I WILL note however, that the concept of the SSD is tantalizing. Worrying about such things as hd failures is a staple of my own paranoia. I'm ALWAYS worried when a see a random performance hiccup whether or not my drive has begun the slow burn to oblivion, and is taking my unsaved data with it. That, plus my hard drive is by far the loudest component of my machine, making the MSI-Cyclone fan on the GTX and the massive Zalman copper heatsink on my i7 of no notice compared to the clicking and whirring of the drive heads.
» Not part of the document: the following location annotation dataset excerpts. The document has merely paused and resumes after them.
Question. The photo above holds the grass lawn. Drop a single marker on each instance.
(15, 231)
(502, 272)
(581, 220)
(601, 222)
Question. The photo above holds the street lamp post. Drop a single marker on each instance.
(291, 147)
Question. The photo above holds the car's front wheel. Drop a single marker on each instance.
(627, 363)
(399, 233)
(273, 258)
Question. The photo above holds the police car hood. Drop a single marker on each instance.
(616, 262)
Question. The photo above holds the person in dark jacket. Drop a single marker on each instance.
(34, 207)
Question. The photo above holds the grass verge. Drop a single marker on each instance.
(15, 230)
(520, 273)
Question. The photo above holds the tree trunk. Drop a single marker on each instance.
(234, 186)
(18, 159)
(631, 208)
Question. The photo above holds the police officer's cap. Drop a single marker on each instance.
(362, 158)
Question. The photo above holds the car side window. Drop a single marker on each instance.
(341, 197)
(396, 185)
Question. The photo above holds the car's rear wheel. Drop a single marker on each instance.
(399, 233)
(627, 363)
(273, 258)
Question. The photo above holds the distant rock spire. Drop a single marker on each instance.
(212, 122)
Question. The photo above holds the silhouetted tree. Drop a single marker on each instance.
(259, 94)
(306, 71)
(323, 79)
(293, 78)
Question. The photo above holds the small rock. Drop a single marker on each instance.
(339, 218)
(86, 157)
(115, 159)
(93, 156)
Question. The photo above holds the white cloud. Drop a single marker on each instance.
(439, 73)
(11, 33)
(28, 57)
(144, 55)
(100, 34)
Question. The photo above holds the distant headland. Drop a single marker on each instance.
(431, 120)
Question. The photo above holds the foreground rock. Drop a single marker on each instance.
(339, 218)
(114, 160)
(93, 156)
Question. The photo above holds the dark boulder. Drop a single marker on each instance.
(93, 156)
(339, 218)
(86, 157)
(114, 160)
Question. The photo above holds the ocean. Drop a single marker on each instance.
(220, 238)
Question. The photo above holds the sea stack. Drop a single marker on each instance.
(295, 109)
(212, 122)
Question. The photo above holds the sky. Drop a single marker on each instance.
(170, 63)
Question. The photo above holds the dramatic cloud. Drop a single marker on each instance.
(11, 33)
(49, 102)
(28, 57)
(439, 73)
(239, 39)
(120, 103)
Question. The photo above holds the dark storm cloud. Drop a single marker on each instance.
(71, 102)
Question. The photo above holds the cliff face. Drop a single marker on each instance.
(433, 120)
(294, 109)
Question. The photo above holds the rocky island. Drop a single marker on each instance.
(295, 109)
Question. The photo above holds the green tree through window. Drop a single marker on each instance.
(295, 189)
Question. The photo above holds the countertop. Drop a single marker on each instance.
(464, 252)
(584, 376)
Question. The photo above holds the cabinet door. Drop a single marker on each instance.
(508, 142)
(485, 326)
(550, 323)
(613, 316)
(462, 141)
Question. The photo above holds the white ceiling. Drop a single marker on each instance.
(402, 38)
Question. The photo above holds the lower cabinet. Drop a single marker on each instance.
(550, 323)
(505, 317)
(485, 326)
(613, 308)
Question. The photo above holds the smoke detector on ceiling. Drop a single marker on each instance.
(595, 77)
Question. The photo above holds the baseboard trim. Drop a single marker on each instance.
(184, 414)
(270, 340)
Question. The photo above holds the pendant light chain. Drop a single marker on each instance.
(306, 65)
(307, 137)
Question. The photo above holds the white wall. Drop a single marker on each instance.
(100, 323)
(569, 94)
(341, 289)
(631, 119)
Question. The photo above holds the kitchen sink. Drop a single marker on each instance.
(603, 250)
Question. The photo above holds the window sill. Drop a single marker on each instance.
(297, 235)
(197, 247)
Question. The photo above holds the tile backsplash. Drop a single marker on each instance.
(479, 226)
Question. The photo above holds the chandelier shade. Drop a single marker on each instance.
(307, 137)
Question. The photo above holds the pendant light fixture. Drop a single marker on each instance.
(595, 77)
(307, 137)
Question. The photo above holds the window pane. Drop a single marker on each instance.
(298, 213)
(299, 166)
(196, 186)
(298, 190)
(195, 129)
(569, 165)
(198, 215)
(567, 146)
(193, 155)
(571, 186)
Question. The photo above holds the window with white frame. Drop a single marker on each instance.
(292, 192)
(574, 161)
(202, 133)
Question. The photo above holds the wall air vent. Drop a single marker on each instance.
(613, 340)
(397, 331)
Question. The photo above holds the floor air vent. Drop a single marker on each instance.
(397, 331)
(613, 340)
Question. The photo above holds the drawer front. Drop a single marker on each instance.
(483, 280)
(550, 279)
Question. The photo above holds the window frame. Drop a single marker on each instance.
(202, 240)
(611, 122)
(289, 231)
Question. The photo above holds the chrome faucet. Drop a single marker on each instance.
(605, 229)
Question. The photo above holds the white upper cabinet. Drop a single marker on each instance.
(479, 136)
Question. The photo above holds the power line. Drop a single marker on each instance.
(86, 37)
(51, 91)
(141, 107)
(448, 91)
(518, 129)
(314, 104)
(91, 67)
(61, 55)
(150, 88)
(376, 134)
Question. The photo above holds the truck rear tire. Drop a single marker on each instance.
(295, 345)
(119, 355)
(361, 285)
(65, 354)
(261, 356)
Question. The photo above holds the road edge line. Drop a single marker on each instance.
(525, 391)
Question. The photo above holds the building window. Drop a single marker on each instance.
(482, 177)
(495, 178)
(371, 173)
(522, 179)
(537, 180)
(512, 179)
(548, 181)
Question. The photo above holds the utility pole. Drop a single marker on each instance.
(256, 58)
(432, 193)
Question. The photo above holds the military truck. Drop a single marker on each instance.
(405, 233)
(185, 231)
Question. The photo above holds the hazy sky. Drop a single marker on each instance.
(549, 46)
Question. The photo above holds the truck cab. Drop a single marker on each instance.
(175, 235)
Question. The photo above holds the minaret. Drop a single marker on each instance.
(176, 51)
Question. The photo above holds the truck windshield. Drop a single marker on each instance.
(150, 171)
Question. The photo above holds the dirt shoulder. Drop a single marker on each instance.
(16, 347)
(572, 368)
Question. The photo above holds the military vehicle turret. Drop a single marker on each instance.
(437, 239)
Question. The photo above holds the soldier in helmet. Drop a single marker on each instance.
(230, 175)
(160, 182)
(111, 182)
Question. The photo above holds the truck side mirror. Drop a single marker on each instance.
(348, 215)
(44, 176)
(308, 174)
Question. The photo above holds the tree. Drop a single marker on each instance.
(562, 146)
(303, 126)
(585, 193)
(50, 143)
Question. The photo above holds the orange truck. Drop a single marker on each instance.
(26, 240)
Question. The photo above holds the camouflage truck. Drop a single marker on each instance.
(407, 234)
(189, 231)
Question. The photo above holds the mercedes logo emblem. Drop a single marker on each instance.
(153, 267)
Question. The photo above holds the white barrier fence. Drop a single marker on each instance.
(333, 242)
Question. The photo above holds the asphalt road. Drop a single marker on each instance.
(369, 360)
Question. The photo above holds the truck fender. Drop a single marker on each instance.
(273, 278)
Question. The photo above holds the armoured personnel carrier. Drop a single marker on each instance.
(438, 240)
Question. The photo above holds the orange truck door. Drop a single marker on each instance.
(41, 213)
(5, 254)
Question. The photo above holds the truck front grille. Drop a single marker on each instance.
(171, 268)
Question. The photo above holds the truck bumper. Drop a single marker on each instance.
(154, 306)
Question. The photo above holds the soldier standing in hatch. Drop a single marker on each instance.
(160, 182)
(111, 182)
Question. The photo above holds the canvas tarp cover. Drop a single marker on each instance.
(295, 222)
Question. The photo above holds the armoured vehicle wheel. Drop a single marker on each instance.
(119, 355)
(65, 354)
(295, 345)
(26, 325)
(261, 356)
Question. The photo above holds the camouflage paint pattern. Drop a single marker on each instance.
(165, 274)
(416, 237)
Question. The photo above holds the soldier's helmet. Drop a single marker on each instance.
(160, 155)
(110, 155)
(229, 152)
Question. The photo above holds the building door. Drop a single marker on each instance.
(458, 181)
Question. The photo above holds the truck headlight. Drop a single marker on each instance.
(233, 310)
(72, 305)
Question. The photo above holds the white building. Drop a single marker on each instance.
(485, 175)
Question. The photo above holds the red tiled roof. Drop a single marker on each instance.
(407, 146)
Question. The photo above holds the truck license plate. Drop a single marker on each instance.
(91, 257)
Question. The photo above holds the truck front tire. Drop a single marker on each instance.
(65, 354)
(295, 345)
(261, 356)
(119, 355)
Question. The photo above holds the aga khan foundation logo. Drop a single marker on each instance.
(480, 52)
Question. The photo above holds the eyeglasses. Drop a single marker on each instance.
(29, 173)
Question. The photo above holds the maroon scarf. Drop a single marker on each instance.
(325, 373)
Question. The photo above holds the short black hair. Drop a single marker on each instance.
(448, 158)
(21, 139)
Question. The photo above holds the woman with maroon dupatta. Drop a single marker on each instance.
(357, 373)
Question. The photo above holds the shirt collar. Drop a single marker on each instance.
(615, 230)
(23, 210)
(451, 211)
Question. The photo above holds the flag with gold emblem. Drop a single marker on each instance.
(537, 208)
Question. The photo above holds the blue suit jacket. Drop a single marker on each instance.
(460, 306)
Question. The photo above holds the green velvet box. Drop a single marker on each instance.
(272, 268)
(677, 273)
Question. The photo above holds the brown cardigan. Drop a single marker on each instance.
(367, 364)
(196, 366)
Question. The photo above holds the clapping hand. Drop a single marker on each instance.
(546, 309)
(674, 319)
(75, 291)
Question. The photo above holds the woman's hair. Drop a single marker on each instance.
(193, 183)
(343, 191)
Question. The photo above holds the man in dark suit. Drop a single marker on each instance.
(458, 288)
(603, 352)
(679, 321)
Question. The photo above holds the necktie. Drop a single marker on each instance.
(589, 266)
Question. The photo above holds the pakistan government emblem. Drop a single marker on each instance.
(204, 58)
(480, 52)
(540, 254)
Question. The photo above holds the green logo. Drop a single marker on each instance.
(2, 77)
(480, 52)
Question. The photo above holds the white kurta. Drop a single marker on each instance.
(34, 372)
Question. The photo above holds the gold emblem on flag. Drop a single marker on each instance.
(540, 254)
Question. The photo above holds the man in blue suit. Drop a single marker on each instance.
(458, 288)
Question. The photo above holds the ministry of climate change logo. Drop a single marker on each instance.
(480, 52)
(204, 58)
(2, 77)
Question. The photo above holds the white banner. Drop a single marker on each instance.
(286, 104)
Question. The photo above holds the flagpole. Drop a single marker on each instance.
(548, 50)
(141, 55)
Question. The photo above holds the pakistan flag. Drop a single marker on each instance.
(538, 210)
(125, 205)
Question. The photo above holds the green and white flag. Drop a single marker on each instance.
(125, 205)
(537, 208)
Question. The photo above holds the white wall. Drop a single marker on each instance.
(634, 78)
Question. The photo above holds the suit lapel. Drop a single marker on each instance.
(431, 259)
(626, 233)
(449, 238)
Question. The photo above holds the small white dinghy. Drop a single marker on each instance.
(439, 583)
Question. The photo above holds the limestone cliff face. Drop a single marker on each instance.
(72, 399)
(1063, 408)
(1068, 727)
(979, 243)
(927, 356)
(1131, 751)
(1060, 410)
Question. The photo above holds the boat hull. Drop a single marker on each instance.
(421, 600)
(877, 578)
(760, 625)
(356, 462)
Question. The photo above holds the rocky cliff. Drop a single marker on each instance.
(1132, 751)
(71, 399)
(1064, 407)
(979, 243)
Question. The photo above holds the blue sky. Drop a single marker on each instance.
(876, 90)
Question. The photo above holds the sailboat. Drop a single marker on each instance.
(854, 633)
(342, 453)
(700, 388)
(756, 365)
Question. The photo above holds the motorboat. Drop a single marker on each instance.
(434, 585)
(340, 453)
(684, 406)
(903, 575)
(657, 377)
I welcome the day when these SSD drives become the standard. When the time comes that there is almost no reason to favor a hdd over an sdd, I'll be certain to swap-out for these silent, zero-moving-parts drives, and revel in their efficiency.
For now, I can hardly justify [b]repurchasing Windows 7[/b] and totally re-installing my many programs and transferring all my data. As nice as it would be to have an SDD that handles the Windows system and a few select, frequently used applications while a blank HDD stores everything else, it's just too much all at once, especially with education in California slated to hit a brick wall soon.[/QUOTE]
You don't need to repurchase Windows. Just install Windows 7 and enter your current key.
[QUOTE=abcpea3;29028220]i bought a defragmentation for my computer and WOW did it speed up! games run twice as fast[/QUOTE]
If you're trolling, just no. If you're serious, lol.
Let's sum this up:
If you buy one PC upgrade this year.. and you do not have a outdated computer.. let it be a ssd
Naaah. I still need a network card and a new cpu fan to replace that loud piece of shit I got with my Phantom II x4 955.